Ich bin etwas ausführlich in Erzählung dieser politischen Konversazion gewesen, edler Learchus, weil ich dein Verlangen, die gegenwärtige Stimmung der Syrakusaner zu kennen, besser dadurch zu befriedigen hoffe, als durch allgemeine Bemerkungen, die bey einem so kurzen Aufenthalt ohnehin wenig Zuverlässigkeit haben könnten. Unsre Gesellschaft bestand größten Theils aus Männern der ersten aristokratischen Familien zu Syrakus, und ich glaube, daß man von ihnen, mit ziemlicher Sicherheit nicht zu irren, auf die übrigen schließen könne. Es war sehr natürlich, daß sie, so oft des Tyrannen erwähnt oder auf ihn angespielt wurde, eine gewisse Gleichgültigkeit und Zurückhaltung affektierten, die einen ganz unkundigen Fremden ungewiß lassen konnte, ob sie seine Freunde oder Feinde wären: mir aber, der von ihren Angelegenheiten hinlänglich unterrichtet ist, war es leicht ihre wahre Gesinnung durch die übel passende Larve durchscheinen zu sehen. Nie werden sie zu dem Tyrannen, nie der Tyrann zu ihnen Vertrauen fassen; beide Theile haben einander zu viel Leides gethan, als daß jemahls eine aufrichtige Aussöhnung möglich wäre; auch wissen beide sehr wohl, wessen sie sich zu einander zu versehen haben, und nehmen ihre Maßregeln darnach. Aber stärker als alles dieß fiel mir eine andere Bemerkung auf, die ich an diesem Abend zu machen Gelegenheit hatte. Unter allen diesen eifrigen Republikanern und Patrioten, solltest du es denken, lieber Learchus? war nicht Einer, der sich auch nur den Schein zu geben gesucht hätte, als ob ihm das wahre Interesse Siciliens, oder auch nur seiner eigenen Vaterstadt und des Syrakusischen Volkes am Herzen liege. Ein Blinder hätte sehen müssen, daß weder dieses noch jenes bey ihren Gesinnungen gegen den Tyrannen in die mindeste Betrachtung kam. Sie hatten eine gewichtigere und ihnen näher liegende Ursache ihn zu hassen; und ich halte mich überzeugt, keiner von ihnen würde das geringste Bedenken tragen, sich selbst noch heute auf den Thron des Dionysius zu setzen, wenn er es möglich zu machen wüßte. – Und doch muß ich hintennach über mich selbst lachen, daß mir so etwas auffallen konnte. Verstand sichs nicht von selbst? Was für einen Grund hatte ich, etwas anders zu erwarten?

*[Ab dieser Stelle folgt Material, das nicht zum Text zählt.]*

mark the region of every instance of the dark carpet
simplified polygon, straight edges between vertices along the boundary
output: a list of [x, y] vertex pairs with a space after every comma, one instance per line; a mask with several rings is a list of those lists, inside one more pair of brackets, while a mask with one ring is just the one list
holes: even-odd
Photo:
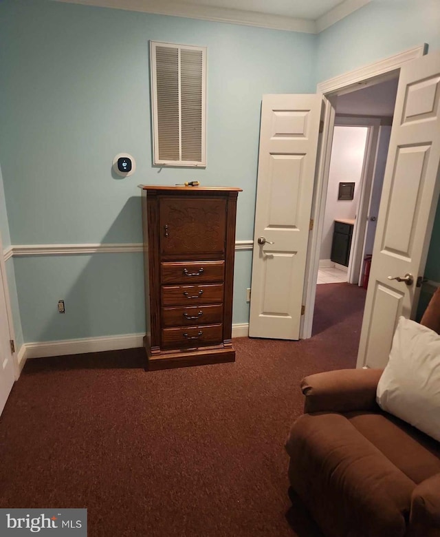
[[355, 366], [364, 297], [318, 285], [313, 337], [236, 339], [234, 364], [29, 360], [0, 419], [0, 507], [87, 507], [89, 537], [320, 536], [287, 496], [284, 443], [301, 378]]

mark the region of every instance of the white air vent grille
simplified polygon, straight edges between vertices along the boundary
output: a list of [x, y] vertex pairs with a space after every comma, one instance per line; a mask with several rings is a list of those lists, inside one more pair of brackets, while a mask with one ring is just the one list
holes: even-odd
[[151, 42], [154, 163], [206, 165], [205, 48]]

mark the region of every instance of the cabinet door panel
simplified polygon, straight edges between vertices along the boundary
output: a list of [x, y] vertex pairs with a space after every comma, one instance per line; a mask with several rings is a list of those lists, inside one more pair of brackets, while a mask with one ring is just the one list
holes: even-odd
[[160, 199], [162, 255], [225, 251], [226, 200], [166, 197]]

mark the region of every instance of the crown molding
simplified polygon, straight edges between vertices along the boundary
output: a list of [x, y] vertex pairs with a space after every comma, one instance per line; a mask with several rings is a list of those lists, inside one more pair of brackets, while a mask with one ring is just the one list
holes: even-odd
[[371, 1], [371, 0], [345, 0], [338, 4], [327, 13], [324, 13], [322, 17], [316, 19], [315, 33], [319, 34]]
[[214, 22], [243, 24], [270, 30], [318, 34], [344, 17], [362, 8], [371, 0], [344, 0], [316, 21], [256, 11], [216, 8], [212, 6], [177, 2], [175, 0], [53, 0], [64, 3], [78, 3], [97, 8], [153, 13], [157, 15], [183, 17]]
[[314, 34], [316, 25], [314, 21], [303, 19], [270, 15], [252, 11], [214, 8], [211, 6], [198, 6], [173, 0], [54, 0], [65, 3], [79, 3], [98, 8], [153, 13], [157, 15], [183, 17], [214, 22], [243, 24], [246, 26], [258, 26], [271, 30], [284, 30], [289, 32], [302, 32]]

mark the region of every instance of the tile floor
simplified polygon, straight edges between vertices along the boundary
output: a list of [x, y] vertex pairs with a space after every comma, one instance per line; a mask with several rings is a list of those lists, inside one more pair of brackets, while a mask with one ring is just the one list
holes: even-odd
[[317, 284], [339, 284], [346, 282], [346, 272], [335, 266], [320, 268]]

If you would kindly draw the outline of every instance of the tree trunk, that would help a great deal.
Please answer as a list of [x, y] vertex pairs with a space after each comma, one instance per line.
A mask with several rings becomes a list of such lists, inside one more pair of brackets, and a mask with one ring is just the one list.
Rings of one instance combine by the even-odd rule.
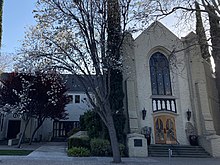
[[201, 49], [201, 55], [202, 55], [202, 58], [210, 62], [208, 43], [206, 39], [205, 29], [203, 27], [199, 3], [197, 1], [195, 1], [195, 6], [196, 6], [196, 34], [198, 36], [198, 42], [199, 42], [200, 49]]
[[[212, 14], [216, 14], [212, 6], [208, 6]], [[212, 56], [215, 62], [216, 87], [220, 100], [220, 24], [219, 21], [209, 14], [210, 35], [212, 42]], [[220, 109], [220, 104], [219, 104]]]
[[28, 126], [29, 121], [30, 121], [30, 119], [28, 119], [28, 120], [26, 121], [26, 123], [25, 123], [24, 129], [23, 129], [23, 131], [22, 131], [22, 133], [21, 133], [21, 136], [20, 136], [20, 139], [19, 139], [19, 142], [18, 142], [18, 148], [21, 147], [21, 143], [22, 143], [22, 141], [23, 141], [24, 134], [25, 134], [25, 132], [26, 132], [26, 129], [27, 129], [27, 126]]
[[[44, 119], [44, 120], [45, 120], [45, 119]], [[36, 132], [38, 131], [38, 129], [39, 129], [39, 128], [42, 126], [42, 124], [44, 123], [44, 120], [43, 120], [42, 122], [39, 122], [39, 123], [38, 123], [37, 127], [35, 128], [34, 132], [33, 132], [32, 135], [31, 135], [31, 138], [30, 138], [30, 141], [29, 141], [29, 145], [32, 144], [33, 138], [34, 138]]]
[[107, 115], [106, 120], [107, 120], [107, 128], [108, 128], [109, 137], [111, 141], [111, 147], [112, 147], [113, 162], [120, 163], [121, 155], [119, 151], [119, 144], [118, 144], [117, 134], [116, 134], [112, 115], [111, 114]]

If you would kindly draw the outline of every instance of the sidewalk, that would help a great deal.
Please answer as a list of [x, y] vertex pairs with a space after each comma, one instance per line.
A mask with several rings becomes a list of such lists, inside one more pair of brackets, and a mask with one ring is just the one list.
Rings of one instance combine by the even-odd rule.
[[[4, 148], [0, 146], [1, 149]], [[5, 146], [5, 149], [16, 149]], [[18, 149], [18, 148], [17, 148]], [[68, 157], [66, 143], [49, 142], [23, 145], [21, 149], [35, 149], [27, 156], [0, 156], [0, 165], [113, 165], [111, 157]], [[219, 165], [215, 158], [122, 158], [122, 165]]]
[[38, 142], [38, 143], [32, 143], [29, 145], [28, 143], [24, 143], [21, 145], [20, 148], [17, 147], [17, 145], [0, 145], [1, 150], [36, 150], [37, 148], [43, 146], [45, 142]]

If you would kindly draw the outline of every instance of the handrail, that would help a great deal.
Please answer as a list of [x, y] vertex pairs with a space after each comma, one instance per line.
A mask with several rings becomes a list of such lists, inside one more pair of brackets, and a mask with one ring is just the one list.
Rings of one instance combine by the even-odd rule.
[[172, 130], [171, 130], [171, 132], [170, 132], [170, 135], [172, 136], [172, 138], [175, 140], [175, 142], [179, 145], [180, 144], [180, 142], [176, 139], [176, 137], [175, 136], [173, 136], [173, 134], [172, 133], [174, 133]]
[[[176, 144], [178, 144], [178, 145], [179, 145], [179, 144], [180, 144], [180, 143], [179, 143], [179, 141], [176, 139], [176, 137], [175, 137], [175, 136], [173, 136], [173, 134], [172, 134], [172, 133], [174, 133], [174, 132], [171, 130], [170, 135], [171, 135], [171, 136], [172, 136], [172, 138], [175, 140]], [[177, 148], [174, 148], [174, 145], [173, 145], [173, 144], [170, 144], [170, 146], [171, 146], [171, 148], [172, 148], [172, 149], [174, 149], [174, 150], [177, 152], [177, 154], [178, 154], [178, 155], [180, 155], [179, 151], [177, 150]]]

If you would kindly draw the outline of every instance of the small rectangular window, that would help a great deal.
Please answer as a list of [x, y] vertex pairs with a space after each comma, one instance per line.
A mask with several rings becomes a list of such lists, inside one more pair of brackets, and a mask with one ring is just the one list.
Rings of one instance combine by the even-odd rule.
[[75, 95], [75, 103], [80, 103], [80, 95]]
[[69, 103], [73, 102], [73, 95], [68, 95]]

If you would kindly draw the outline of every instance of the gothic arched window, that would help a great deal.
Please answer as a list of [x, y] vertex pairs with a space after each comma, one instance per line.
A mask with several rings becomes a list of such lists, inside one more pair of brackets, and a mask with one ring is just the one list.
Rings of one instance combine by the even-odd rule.
[[150, 58], [150, 77], [153, 95], [171, 95], [170, 69], [167, 58], [160, 52]]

Mein Reisegefährte Hippias wurde, bald nach unsrer Ankunft, von seinem Freunde Filistus bey Hofe aufgeführt, und gefällt dem Tyrannen so wohl, daß er ihm fast immer zur Seite seyn muß. Dionysius sieht sehr gut, was ihm ein Mann wie Hippias seyn könnte, und scheint große Lust zu haben ihn mit goldenen Ketten an sich zu fesseln: aber Hippias hat zu wenig Ehrgeitz und liebt seine Ruhe und Unabhängigkeit zu sehr, als daß er sich nur einen Augenblick versucht fühlen sollte, sie um die unzuverlässige Gunst eines Fürsten zu vertauschen, mit welchem er den öffentlichen Haß und die Gefahren eines immer schwankenden Thrones theilen müßte. Dionysius hat sich auch nach mir erkundigt, und ich soll ihm an einem der nächsten Tage vorgestellt werden.